As clinicians, we are often interested in prediction: we wish to know which patient will get a disease (such as coronary artery disease) and which will not, and which patient will fare well (returning home after a hip fracture rather than remaining in an institution) and which will fare poorly. Regression analysis is useful in addressing these sorts of issues. We will once again use the walk test to illustrate the concepts involved in statistical regression.

[ Top of document ]


Predicting walk-test scores

Let us consider an investigation in which the goal is to predict patients' walk-test scores from more easily measured variables: sex, height and a measure of lung function (forced expiratory volume in 1 second [FEV1]). Alternatively, we can think of the investigation as an examination of a causal hypothesis. To what extent are patients' walk-test scores determined by their sex, height and lung function? Either way, we have a target or response variable that we call the dependent variable (in this case the walk-test score) because it is influenced or determined by other variables or factors. We also have the explanatory or predictor variables, which we call independent variables -- sex, height and FEV1.

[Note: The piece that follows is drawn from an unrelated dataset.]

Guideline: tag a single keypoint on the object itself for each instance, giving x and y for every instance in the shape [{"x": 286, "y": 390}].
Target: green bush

Fig. 2, a histogram of the walk-test scores for 219 patients with long-term lung disease, shows that these scores vary widely. If we had to predict an individual patient's walk-test score without any other information, our best guess would be the mean score for all patients (394 m). For many patients, however, this prediction would be well off the mark.

Fig. 3 shows the relation between FEV1 and walk-test scores. There is a relation between the two variables, although it is not as strong as that between the walk-test score and the exercise-test score, examined earlier (Fig. 1). Thus, some of the variation in walk-test scores seems to be explained by, or attributable to, the patient's FEV1. We can construct an equation that predicts the walk-test score as a function of FEV1. Because there is only one independent variable, we call this a univariate or simple regression [5].

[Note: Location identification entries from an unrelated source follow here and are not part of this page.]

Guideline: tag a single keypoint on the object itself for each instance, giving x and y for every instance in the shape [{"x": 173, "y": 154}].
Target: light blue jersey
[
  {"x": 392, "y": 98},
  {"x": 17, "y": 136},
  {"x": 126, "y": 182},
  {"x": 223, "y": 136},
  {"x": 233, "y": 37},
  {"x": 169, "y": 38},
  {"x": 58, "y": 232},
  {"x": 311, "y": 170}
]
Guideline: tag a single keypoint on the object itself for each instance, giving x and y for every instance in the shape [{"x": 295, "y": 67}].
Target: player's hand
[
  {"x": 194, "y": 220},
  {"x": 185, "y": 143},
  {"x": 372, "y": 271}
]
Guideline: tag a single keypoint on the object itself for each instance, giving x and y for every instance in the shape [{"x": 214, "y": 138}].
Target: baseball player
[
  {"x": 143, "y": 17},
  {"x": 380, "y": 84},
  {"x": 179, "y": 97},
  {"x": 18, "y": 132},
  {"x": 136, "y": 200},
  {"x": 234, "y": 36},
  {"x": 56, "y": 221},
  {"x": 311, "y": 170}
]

In regression equations we generally refer to the predictor variable as x and the target variable as y. The equation assumes a straight-line fit between the FEV1 and the walk-test score, and specifies the point at which the straight line meets the y-axis (the intercept) and the steepness of the line (the slope). In this case, the regression equation is y = 298 + 108x, where y is the walk-test score in metres, 298 is the intercept, 108 is the slope of the line and x is the FEV1 in litres. In this case, the intercept of 298 has little practical meaning: it predicts the walk-test score of a patient with an FEV1 of 0 L. The slope of 108 does, however, have meaning: it predicts that, for every increase in FEV1 of 1 L, the patient will walk 108 m farther. The regression line corresponding to this equation is shown in Fig. 3.

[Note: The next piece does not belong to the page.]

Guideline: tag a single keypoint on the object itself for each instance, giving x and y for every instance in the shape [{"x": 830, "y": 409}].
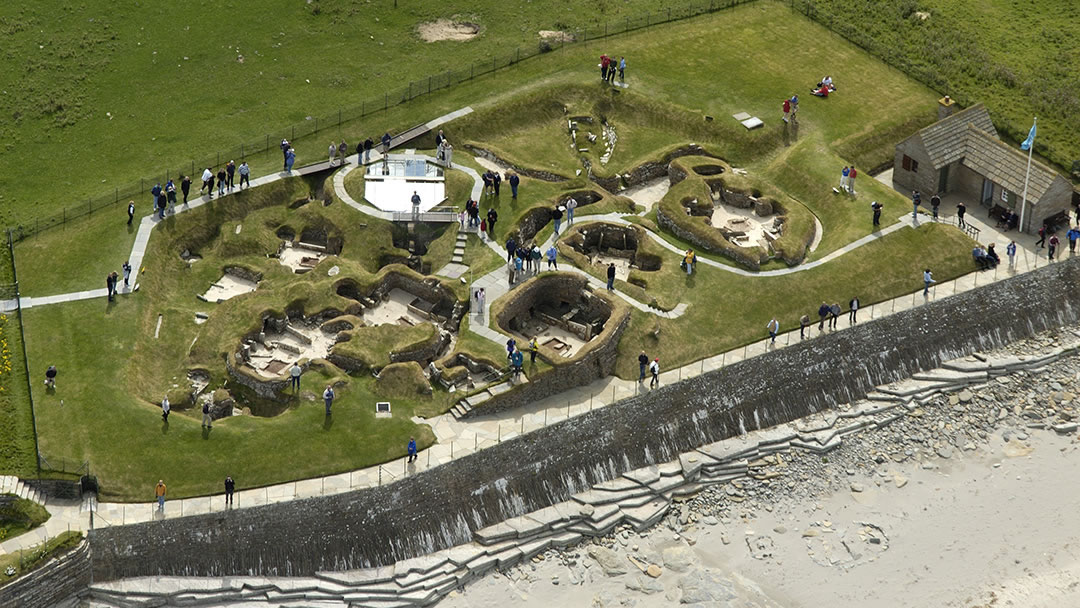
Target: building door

We can now examine the correlation between the two variables, and whether it can be explained by chance. The correlation coefficient is 0.4, and, since p is 0.0001, chance is a very unlikely explanation for this relation. Thus, we conclude that FEV1 explains or accounts for a statistically significant proportion of the variation in walk-test scores.

We can also examine the relation between the walk-test score and the patients' sex (Fig. 4). Although there is considerable variation in scores among men and among women, men tend to have higher scores than women. If we had to predict a man's score, we would choose the mean score for the men (410 m), and we would choose the mean score for the women (363 m) to predict a woman's score.

Is the apparent relation between sex and the walk-test score due to chance? One way of answering this question is to construct a simple regression equation with the walk-test score as the dependent variable and the sex of the patient as the independent variable. As it turns out, chance is an unlikely explanation of the relation between sex and the walk-test score (p = 0.0005).

As these examples show, the independent variable in a regression equation can be an either/or variable, such as sex (male or female), which we call a dichotomous variable, or a variable that can theoretically take any value, such as FEV1, which we call a continuous variable.

In Fig. 5 we have divided the men from the women, and for each sex we have separated the patients into groups with a high FEV1 and a low FEV1. Although there is still a range of scores within each of these four groups, the range is narrower. When we use the mean of any group as our best guess for the walk-test score of any member of that group, we will be closer to the true value than if we had used the mean for all patients.

Fig. 5 illustrates how we can take into account more than one independent variable in explaining or predicting the dependent variable. We can construct a mathematical model that explains or predicts the walk-test score by simultaneously considering all of the independent variables; this is called a multivariate or multiple regression equation.

We can learn several things from such an equation. First, we can determine whether the independent variables from the univariate equations each make independent contributions to explaining the variation. In this example, we consider first the independent variable with the strongest relation to the dependent variable, then the variable with the next strongest relation and so on. FEV1 and sex make independent contributions to explaining walk test (p < 0.0001 for FEV1 and p = 0.03 for sex in the multiple regression analysis), but height (which was significant at the p = 0.02 level when considered in a univariate regression) does not.

If we had chosen the FEV1 and the peak expiratory flow rate as independent variables, they would both have shown significant associations with walk-test score. However, the FEV1 and the peak expiratory flow rate are very strongly associated with one another; therefore, they are unlikely to provide independent contributions to explaining the variation in walk-test scores. In other words, once we take the FEV1 into account, the peak flow rates are not likely to be of any help in predicting walk-test scores; likewise, if we first took the peak flow rate into account, the FEV1 would not provide further explanatory power in our model. Similarly, height was a significant predictor of walk-test score when considered alone, but it was no longer significant in the multiple regression because of its correlation with sex and FEV1.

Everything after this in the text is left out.